Solar power won't raise homes' tax value, property appraiser says

Sep 5 - McClatchy-Tribune Regional News - Steve Patterson The Florida Times-Union, Jacksonville

 

Outfitting a house with solar power panels might cost you $40,000.

But it won't raise your tax bill a dime, Property Appraiser Jim Overton is telling Duval County homeowners.

The appraiser's office boiled that assurance down to a form letter last month as solar power owners wrote in, worried they faced hundreds of dollars in extra property taxes for going green.

Relax, Overton is telling them.

"It's like it's not there, for tax purposes," he said. Despite the cost of many power systems, Overton said he has no evidence solar panels raise a home's resale value.

"Until we get some direction from the Legislature, we're just not going to do anything," he said.

The taxes on renewable power systems became an oddly hot topic this summer after news coverage outlined one man's plan to sue for a tax exemption. Networking between solar owners spread the word that an exemption written into state law was undone by a quirk in a constitutional amendment meant to support renewable power, and that lawmakers hadn't fixed the problem.

"I've been on a letter-writing campaign, getting the solar owners knowledgeable about it. And it has worked. We have been writing senators and representatives," said Norma Stefanik, who had 28 solar panels mounted last year on her Westside Jacksonville home.

She said her $38,000 system, which was eligible for federal and state financial incentives, is designed to save $1,200 to $1,500 yearly on power bills. But paying taxes on the system could cost her $750 per year.

"That would mean the tax collector would get 50-plus percent of our savings. That would not be a deal that make solar worthwhile," she said.

Overton said he never factored solar units into home values before but looked closer at the subject this year. He said appraisers in Hillsborough and Orange counties have taken the same no-price approach as his office.

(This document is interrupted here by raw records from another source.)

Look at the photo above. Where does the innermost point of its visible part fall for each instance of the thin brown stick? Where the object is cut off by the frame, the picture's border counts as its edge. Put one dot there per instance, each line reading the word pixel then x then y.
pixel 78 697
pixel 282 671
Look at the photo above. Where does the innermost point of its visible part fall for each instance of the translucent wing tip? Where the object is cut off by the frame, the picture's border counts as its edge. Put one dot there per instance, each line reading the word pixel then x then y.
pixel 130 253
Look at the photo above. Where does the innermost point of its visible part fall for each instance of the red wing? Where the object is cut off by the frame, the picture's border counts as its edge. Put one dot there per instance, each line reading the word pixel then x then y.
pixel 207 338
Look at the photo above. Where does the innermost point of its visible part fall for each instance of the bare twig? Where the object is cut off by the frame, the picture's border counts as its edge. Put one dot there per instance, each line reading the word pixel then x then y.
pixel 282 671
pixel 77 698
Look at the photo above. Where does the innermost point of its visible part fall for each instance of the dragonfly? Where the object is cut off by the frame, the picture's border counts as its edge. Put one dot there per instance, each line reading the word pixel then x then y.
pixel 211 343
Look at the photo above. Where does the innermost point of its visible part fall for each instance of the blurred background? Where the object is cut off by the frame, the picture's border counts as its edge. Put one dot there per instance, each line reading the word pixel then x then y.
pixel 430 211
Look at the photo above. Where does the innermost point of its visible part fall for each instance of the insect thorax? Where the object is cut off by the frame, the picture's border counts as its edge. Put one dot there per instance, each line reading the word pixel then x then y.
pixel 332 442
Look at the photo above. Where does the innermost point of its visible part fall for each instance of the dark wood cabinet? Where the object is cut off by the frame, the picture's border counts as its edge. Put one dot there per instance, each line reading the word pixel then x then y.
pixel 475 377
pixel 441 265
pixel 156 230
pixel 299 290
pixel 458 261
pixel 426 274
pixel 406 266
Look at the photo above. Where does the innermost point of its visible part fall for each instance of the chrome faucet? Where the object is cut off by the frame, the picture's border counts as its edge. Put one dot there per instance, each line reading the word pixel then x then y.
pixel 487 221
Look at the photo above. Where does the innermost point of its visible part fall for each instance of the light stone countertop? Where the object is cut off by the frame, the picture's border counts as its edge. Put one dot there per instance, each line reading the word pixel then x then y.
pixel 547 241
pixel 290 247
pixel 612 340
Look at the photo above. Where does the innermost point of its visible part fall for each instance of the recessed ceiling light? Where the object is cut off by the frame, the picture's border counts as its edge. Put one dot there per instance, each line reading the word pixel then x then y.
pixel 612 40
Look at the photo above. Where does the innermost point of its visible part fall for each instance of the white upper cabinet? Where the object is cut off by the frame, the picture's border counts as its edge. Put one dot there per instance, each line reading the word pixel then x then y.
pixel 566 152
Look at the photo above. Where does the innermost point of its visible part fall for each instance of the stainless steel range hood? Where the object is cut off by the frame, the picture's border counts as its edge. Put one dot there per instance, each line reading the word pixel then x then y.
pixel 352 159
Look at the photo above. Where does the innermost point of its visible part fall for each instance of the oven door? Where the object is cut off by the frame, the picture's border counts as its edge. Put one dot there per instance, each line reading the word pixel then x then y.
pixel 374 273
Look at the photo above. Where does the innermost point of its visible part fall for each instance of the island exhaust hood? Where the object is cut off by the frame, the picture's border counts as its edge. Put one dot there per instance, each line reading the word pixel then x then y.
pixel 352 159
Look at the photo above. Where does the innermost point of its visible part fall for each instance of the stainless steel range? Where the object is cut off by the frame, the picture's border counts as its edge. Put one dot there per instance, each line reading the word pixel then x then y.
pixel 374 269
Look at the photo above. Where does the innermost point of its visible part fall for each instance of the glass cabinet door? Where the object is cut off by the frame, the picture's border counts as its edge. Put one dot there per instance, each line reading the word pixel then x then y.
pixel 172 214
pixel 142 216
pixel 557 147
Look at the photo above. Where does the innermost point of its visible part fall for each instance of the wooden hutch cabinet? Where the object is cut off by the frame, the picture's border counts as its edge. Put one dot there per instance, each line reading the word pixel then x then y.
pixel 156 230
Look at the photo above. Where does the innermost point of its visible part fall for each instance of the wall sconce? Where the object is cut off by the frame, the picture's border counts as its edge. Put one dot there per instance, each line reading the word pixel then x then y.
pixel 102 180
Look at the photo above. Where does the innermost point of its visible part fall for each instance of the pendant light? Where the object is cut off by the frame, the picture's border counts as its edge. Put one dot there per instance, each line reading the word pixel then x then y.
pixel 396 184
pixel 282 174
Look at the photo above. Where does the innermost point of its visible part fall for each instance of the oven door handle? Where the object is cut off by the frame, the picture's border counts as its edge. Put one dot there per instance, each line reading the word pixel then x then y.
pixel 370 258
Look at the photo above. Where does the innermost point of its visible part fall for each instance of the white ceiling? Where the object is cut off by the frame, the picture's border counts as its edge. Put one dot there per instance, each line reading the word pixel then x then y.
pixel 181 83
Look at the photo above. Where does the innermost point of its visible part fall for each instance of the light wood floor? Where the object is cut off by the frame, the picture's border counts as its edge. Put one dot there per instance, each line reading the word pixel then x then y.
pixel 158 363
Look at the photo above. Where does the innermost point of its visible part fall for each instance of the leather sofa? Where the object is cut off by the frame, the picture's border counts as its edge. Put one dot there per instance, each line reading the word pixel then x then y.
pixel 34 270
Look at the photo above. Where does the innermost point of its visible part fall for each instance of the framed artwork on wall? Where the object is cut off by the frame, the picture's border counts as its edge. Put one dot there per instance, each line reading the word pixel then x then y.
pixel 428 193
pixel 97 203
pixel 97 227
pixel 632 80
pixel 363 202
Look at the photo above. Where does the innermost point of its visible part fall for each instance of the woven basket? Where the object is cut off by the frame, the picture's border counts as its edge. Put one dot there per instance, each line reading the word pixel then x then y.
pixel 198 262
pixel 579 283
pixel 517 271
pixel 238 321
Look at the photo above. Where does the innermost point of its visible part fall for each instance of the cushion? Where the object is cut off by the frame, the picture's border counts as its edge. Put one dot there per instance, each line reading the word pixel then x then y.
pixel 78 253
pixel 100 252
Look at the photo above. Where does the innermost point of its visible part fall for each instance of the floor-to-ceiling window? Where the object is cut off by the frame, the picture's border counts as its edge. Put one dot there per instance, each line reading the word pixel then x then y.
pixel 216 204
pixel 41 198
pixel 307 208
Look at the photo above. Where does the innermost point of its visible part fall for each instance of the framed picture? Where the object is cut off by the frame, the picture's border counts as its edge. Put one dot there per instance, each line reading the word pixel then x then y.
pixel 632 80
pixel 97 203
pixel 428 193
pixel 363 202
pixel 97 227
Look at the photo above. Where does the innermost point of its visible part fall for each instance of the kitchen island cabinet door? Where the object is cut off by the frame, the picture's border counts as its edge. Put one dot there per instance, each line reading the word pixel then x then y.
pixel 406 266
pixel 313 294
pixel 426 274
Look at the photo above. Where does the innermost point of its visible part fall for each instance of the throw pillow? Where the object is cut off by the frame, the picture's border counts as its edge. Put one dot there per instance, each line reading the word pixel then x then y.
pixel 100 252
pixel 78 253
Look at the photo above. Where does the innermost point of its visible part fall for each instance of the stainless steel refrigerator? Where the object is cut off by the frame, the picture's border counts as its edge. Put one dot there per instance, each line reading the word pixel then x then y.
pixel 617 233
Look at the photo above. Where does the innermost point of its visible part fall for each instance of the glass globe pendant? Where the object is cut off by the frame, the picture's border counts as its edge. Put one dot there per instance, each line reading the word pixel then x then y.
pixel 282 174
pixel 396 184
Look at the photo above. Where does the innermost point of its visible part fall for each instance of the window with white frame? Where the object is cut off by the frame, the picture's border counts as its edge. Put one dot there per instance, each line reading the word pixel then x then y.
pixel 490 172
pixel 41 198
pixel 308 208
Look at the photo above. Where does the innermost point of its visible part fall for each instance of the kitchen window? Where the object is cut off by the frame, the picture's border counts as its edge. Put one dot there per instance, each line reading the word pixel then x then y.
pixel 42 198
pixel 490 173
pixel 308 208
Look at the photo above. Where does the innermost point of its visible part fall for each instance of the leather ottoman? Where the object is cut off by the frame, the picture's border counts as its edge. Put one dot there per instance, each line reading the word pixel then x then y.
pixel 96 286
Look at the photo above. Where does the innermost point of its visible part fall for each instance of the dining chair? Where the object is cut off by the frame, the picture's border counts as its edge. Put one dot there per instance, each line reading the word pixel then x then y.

He said his office is thinking about whether to record renewable power systems in notes kept on each property.

A JEA program to let property owners sell back power from their systems has about 50 homeowners and a dozen businesses enrolled, but the amount of power they generate varies by day and by season, utility spokeswoman Gerri Boyce said. Because of differences in systems and customers' power use, Boyce said there's no way to measure a typical savings on utility bills among those property owners.

Despite Overton's decision, homeowner Bill Bright said he still expects to sue both the appraiser's office and the state for a tax exemption on his solar panels, which cost $40,000.

He said the suit is partly about finding a way to make Florida's Legislature follow through on the intent of a constitutional change voters approved in November 2008. That measure change repealed an existing solar exemption but described an exemption that was meant to replace it, once the Florida Legislature passed an enacting law.

That law was never passed, and Bright says lawmakers "dropped the ball" on a measure the public approved.

"Once the [estimated] 23,836 solar owners in the state of Florida ... find out they're eligible for a property tax exemption and the Legislature dropped the ball," Bright said, "the lawsuit will become very interesting."